Your actions need to match your words.

4. Your communication is unclear

Your communication is unclear

This is a major mistake that many leaders (and humans in general) make.

Sometimes people think complicated is good. They think complicated messages make them look smart or make them look professional.

Just look at all the technical journals and business manuals and so on (along with many memos, emails, presentations, speeches… and the list can go on).

These may use big words for the sake of big words, technical jargon, and random mumbo jumbo. They think they are writing well.

They are wrong.

It doesn’t make you look smart or professional. It’s just confusing.
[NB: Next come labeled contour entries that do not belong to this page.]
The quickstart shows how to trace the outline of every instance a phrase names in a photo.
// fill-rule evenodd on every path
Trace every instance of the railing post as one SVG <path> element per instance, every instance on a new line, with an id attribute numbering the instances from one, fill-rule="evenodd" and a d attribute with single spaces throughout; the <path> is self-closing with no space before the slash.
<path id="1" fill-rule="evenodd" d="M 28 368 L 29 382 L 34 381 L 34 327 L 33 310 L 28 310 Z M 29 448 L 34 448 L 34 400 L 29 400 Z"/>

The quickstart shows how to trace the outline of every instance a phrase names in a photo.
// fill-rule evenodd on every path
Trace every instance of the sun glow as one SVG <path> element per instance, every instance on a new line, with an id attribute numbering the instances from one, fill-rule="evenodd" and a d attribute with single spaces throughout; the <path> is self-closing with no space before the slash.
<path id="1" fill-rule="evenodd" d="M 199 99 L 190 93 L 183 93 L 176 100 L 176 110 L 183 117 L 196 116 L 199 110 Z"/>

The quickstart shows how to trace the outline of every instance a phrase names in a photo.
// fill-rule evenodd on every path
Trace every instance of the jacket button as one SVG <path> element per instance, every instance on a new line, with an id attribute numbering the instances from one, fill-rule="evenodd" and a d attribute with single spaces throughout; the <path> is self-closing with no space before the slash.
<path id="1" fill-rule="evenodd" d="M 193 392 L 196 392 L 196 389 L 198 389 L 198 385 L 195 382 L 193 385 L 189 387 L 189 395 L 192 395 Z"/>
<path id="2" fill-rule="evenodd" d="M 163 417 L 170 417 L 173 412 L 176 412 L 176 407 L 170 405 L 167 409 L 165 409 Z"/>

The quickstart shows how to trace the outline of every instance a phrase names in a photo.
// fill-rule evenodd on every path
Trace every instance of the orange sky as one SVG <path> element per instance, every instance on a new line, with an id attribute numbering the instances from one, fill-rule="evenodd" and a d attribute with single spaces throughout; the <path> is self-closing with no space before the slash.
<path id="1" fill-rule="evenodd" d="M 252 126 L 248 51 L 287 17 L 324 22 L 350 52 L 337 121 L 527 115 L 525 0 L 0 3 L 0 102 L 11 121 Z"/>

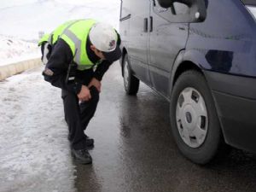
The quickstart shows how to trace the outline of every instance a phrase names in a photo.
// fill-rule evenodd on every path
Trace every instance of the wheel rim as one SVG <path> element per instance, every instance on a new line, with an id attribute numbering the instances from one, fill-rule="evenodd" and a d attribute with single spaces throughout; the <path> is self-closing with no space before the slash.
<path id="1" fill-rule="evenodd" d="M 128 66 L 128 61 L 125 61 L 125 65 L 124 65 L 124 83 L 125 83 L 125 87 L 127 89 L 128 84 L 129 84 L 129 66 Z"/>
<path id="2" fill-rule="evenodd" d="M 184 89 L 178 96 L 176 121 L 179 135 L 190 148 L 199 148 L 207 137 L 208 116 L 204 98 L 194 88 Z"/>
The best writing and speaking (the best communication) is simple, clear, and concise.

Using big words doesn’t make you look smart – writing and speaking in a way that people understand what you are saying does.

When you can make the complex easy to understand, that makes anyone look better.

Avoid the jargon, mumbo jumbo, and complex writing for the sake of complex writing. Use the least complicated word needed to give the message you are trying to give.

Make your communication clear.

5. You communicate based off false assumptions

Sometimes as leaders, and as people, we make assumptions. Okay, maybe it’s more than sometimes. It’s something we naturally do.

The problem is when you just base your decisions and communications based off assumptions instead of making sure you have all the facts.

Leaders can sometimes get a little arrogant and assume they know. They assume they know what the problem is, so they act on it. They assume why someone did what they did or failed to do what they were supposed to do, so they act on it.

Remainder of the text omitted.